Voilà un ordre net et constant parmi les animaux de toute espèce; il y a de l’ordre partout. Quand une pierre se forme dans ma vessie c’est une mécanique admirable: des sucs pierreux passent petit à petit dans mon sang, ils se filtrent dans les reins, passent par les uretères, se déposent dans ma vessie, s’y assemblent par une excellente attraction newtonienne; le caillou se forme, se grossit, je souffre des maux mille fois pires que la mort, par le plus bel arrangement du monde; un chirurgien, ayant perfectionné l’art inventé par Tubalcain, vient m’enfoncer un fer aigu et tranchant dans le périnée, saisit ma pierre avec ses pincettes, elle se brise sous ses efforts par un mécanisme nécessaire; et par le même mécanisme je meurs dans des tourments affreux: tout cela est bien, tout cela est la suite évidente des principes physiques inaltérables: j’en tombe d’accord, et je le savais comme vous.
Si nous étions insensibles, il n’y aurait rien à dire à cette physique. Mais ce n’est pas de cela dont il s’agit; nous vous demandons s’il n’y a point de maux sensibles, et d’où ils nous viennent. Il n’y a point de maux, dit Pope dans sa quatrième épître sur le tout est bien; s’il y a des maux particuliers, ils composent le bien général.
Voilà un singulier bien général, composé de la pierre, de la goutte, de tous les crimes, de toutes les souffrances, de la mort et de la damnation.
La chute de l’homme est l’emplâtre que nous mettons à toutes ces maladies particulières du corps et de l’âme, que vous appelez santé générale; mais Shaftesbury et Bolingbroke ont osé attaquer le péché originel; Pope n’en parle point; il est clair que leur système sape la religion chrétienne par ses fondements et n’explique rien du tout.
Cependant ce système a été approuvé depuis peu par plusieurs théologiens, qui admettent volontiers les contraires; à la bonne heure, il ne faut envier à personne la consolation de raisonner comme il peut sur le déluge de maux qui nous inonde. Il est juste d’accorder aux malades désespérés de manger de ce qu’ils veulent. On a été jusqu’à prétendre que ce système est consolant. Dieu, dit Pope, voit d’un même oeil périr le héros et le moineau, un atome ou mille planètes précipitées dans la ruine, une boule de savon ou un monde se former.

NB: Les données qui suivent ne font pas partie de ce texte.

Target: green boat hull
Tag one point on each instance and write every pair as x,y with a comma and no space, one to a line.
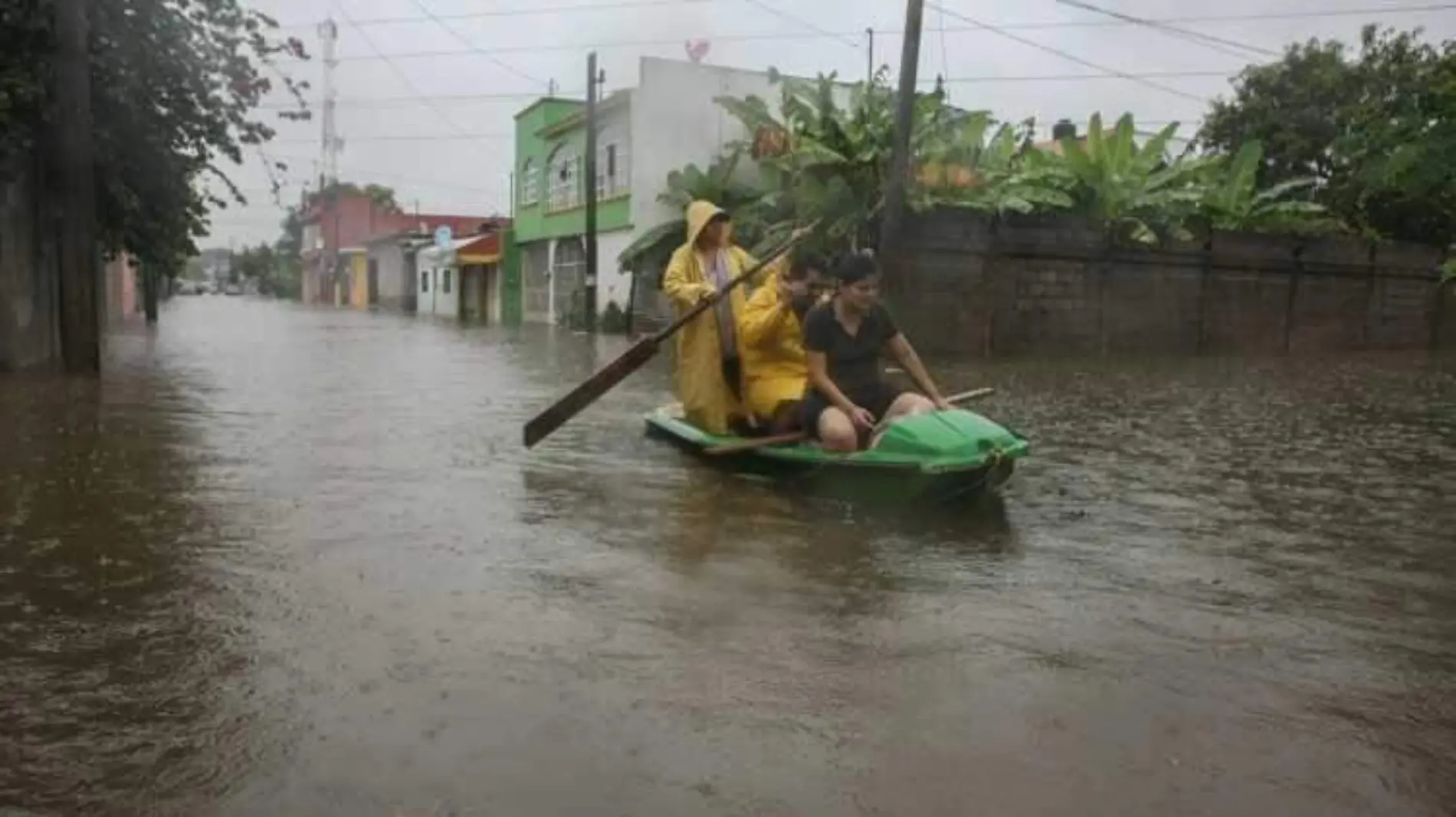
941,458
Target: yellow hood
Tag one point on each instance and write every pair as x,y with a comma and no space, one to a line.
699,215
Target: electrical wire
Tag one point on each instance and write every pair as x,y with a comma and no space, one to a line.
1048,25
474,47
988,79
461,136
801,22
1071,57
538,11
399,72
1206,40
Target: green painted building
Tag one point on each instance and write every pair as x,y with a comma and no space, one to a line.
549,221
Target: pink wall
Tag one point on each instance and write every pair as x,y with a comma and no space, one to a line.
121,289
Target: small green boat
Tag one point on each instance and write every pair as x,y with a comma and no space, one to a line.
935,458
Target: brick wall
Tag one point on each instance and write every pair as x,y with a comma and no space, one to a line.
985,286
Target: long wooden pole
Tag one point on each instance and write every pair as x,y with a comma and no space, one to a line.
590,179
897,181
79,264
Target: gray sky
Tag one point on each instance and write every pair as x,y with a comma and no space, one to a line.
488,58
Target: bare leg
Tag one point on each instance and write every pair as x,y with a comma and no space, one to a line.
838,433
904,405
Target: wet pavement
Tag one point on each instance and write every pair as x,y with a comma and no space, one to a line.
283,561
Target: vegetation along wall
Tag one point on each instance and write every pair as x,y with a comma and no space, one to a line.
976,284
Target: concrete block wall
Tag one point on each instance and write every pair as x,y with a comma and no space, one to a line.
972,284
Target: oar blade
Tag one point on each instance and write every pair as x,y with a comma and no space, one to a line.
548,422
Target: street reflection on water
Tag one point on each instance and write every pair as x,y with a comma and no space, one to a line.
287,561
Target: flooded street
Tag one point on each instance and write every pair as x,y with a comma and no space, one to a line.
283,561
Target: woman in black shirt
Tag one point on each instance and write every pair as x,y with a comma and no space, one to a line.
844,341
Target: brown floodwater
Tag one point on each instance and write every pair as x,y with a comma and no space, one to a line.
284,561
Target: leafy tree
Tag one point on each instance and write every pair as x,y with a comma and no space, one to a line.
1376,130
197,66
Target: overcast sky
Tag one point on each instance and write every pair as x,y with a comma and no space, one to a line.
487,58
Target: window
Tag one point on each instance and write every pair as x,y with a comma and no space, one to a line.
613,165
566,172
530,182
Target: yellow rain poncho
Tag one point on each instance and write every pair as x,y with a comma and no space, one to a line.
707,341
772,341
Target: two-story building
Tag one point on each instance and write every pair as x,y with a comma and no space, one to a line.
551,216
671,118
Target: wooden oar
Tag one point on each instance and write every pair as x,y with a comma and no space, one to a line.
637,357
800,436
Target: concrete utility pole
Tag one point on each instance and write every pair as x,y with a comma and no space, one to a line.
331,145
79,261
893,218
870,53
590,172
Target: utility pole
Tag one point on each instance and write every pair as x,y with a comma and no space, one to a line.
331,145
79,268
870,56
893,216
590,172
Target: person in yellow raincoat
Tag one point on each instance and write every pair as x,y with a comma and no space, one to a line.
771,335
708,359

Voilà, je vous l’avoue, une plaisante consolation; ne trouvez-vous pas un grand lénitif dans l’ordonnance de milord Shaftesbury, qui dit que Dieu n’ira pas déranger ses lois éternelles pour un animal aussi chétif que l’homme? Il faut avouer du moins que ce chétif animal a droit de crier humblement, et de chercher à comprendre, en criant pourquoi ces lois éternelles ne sont pas faites pour le bien-être de chaque individu.
Ce système du tout est bien ne représente l’auteur de toute la nature que comme un roi puissant et malfaisant, qui ne s’embarrasse pas qu’il en coûte la vie à quatre ou cinq cent mille hommes, et que les autres traînent leurs jours dans la disette et dans les larmes, pourvu qu’il vienne à bout de ses desseins.
Loin donc que l’opinion du meilleur des mondes possibles console, elle est désespérante pour les philosophes qui l’embrassent. La question du bien et du mal demeure un chaos indébrouillable pour ceux qui cherchent de bonne foi; c’est un jeu d’esprit pour ceux qui disputent; ils sont des forçats qui jouent avec leurs chaînes. Pour le peuple non pensant, il ressemble assez à des poissons qu’on a transportés d’une rivière dans un réservoir; ils ne se doutent pas qu’ils sont là pour être mangés le carême: aussi ne savons-nous rien du tout par nous-mêmes des causes de notre destinée.
Mettons à la fin de presque tous les chapitres de métaphysique les deux lettres des juges romains quand ils n’entendaient pas une cause, L. N., non liquet, Cela n’est pas clair.